Когда за ними захлопнулась дверь, пожилой облегченно вздохнул, потом нахмурился и, направляясь в комнату, зло произнес вслух:

— Ты у меня получишь отпуск, сукин сын. И вообще поглядеть за вами не мешает…

Поезд шел по заснеженной степи. До самого горизонта раскинулся слегка всхолмленный голубоватый ее простор — ни деревца, ни оврага, ни деревушки. Только что отсвистела над степью пурга, и тяжелые, свинцово–черные тучи теперь грозно клубились над пустым горизонтом. Солнце, зайдя за них, зловещим багровым заревом подсвечивало края.

— Ах, какая страшная картина, — покачал головой Дмитрий Петрович, стоя у окна и зябко прикрывая пижамой впалую грудь под шелковой полосатой сорочкой. — Ужас просто. Вы только взгляните, — обратился он к соседу по купе, румяному и добродушному толстяку — инженеру.

— Да, грандиозно, — согласился тот и, усмехнувшись, добавил: — Не страшно, не ужасно, а именно грандиозно. — Он отложил газету и зевнул. — Читать уже трудно. Может, лампочку зажжем?

— Да, да, пожалуйста! — предупредительно воскликнул Дмитрий Петрович, с трудом отрывая взгляд и окна, и снова зябко повел плечами. — Признаться, такая картина даже на психику действует.

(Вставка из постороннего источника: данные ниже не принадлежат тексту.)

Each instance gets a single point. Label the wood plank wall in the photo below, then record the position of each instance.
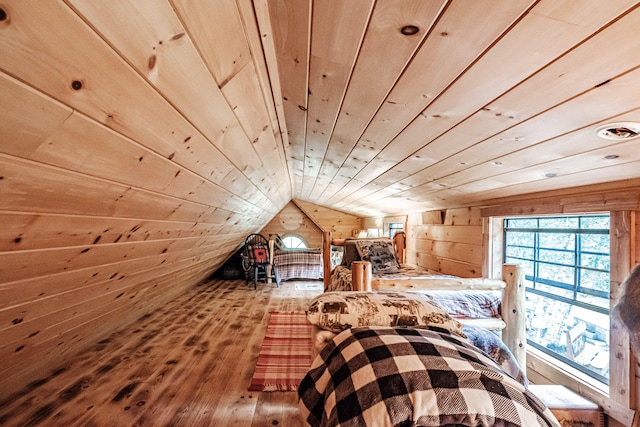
(129, 169)
(341, 224)
(308, 221)
(451, 242)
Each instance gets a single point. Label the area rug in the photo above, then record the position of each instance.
(309, 286)
(285, 355)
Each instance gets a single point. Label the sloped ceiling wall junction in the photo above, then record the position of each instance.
(139, 145)
(141, 141)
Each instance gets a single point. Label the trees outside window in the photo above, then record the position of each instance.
(566, 261)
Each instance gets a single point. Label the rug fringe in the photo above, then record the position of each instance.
(280, 387)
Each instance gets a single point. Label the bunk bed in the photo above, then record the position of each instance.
(389, 352)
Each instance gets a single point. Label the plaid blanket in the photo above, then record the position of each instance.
(387, 376)
(299, 264)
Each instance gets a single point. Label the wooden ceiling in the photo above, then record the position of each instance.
(488, 99)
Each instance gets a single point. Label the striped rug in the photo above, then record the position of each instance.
(285, 355)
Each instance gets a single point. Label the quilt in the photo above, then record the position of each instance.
(413, 376)
(299, 264)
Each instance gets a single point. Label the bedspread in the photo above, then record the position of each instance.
(299, 264)
(387, 376)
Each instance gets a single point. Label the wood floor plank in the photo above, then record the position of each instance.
(188, 363)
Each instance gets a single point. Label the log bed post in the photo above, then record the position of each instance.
(326, 258)
(514, 334)
(361, 276)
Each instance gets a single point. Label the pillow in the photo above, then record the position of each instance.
(350, 253)
(337, 311)
(380, 254)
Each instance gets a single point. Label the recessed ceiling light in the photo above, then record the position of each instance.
(619, 131)
(409, 30)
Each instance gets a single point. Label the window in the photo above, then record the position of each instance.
(394, 227)
(566, 261)
(293, 242)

— Знаете что, батенька? Давайте–ка пойдем ужинать, а? — неожиданно предложил толстяк. — Пока вы со своими страхами последний аппетит не потеряли. В Борск прибудем поздно, ресторан в гостинице закрыт будет. А тут он за три вагона от нас. Решено? — Он энергично хлопнул себя по коленям и весело добавил: — По рюмочке–другой примем, и оптимизма у вас, глядишь, ни сто граммов прибавится.

— Невозможно, — уныло покачал головой Дмитрий Петрович. — У меня, знаете, язва. Я уж тут поем. Жена сухариков насушила, молочка бутылка есть, ну и яйца всмятку. Ничего, знаете, жареного, соленого, острого не принимаю.

— Ах ты, господи! — воскликнул толстяк. — У него еще и язва! Ну, пойдемте, чего–нибудь диетического закажете. Там есть. Это я вам точно говорю. Пойдемте, посидим, рассеемся.

Он так энергично и напористо уговаривал Дмитрия Петровича, что тот наконец сдался.

Переодевшись, они вышли из купе в узкий, гудящий приход и двинулись в дальний его конец, прижимаясь то к одной стенке, то к другой, в такт покачивания вагонов. По лязгающим, продуваемым ледяным ветром переходам они прошли в следующий вагон, потом в другой, в третий и наконец очутились в вагоне–ресторане Здесь было светло, людно и шумно. Но свободные места все же нашлись.

За столиком разговор неожиданно принял совсем другое направление.

Дмитрий Петрович, округляя глаза и машинальна отщипывая белый хлебный мякиш, стал рассказывать о недавнем происшествии в своем учреждении.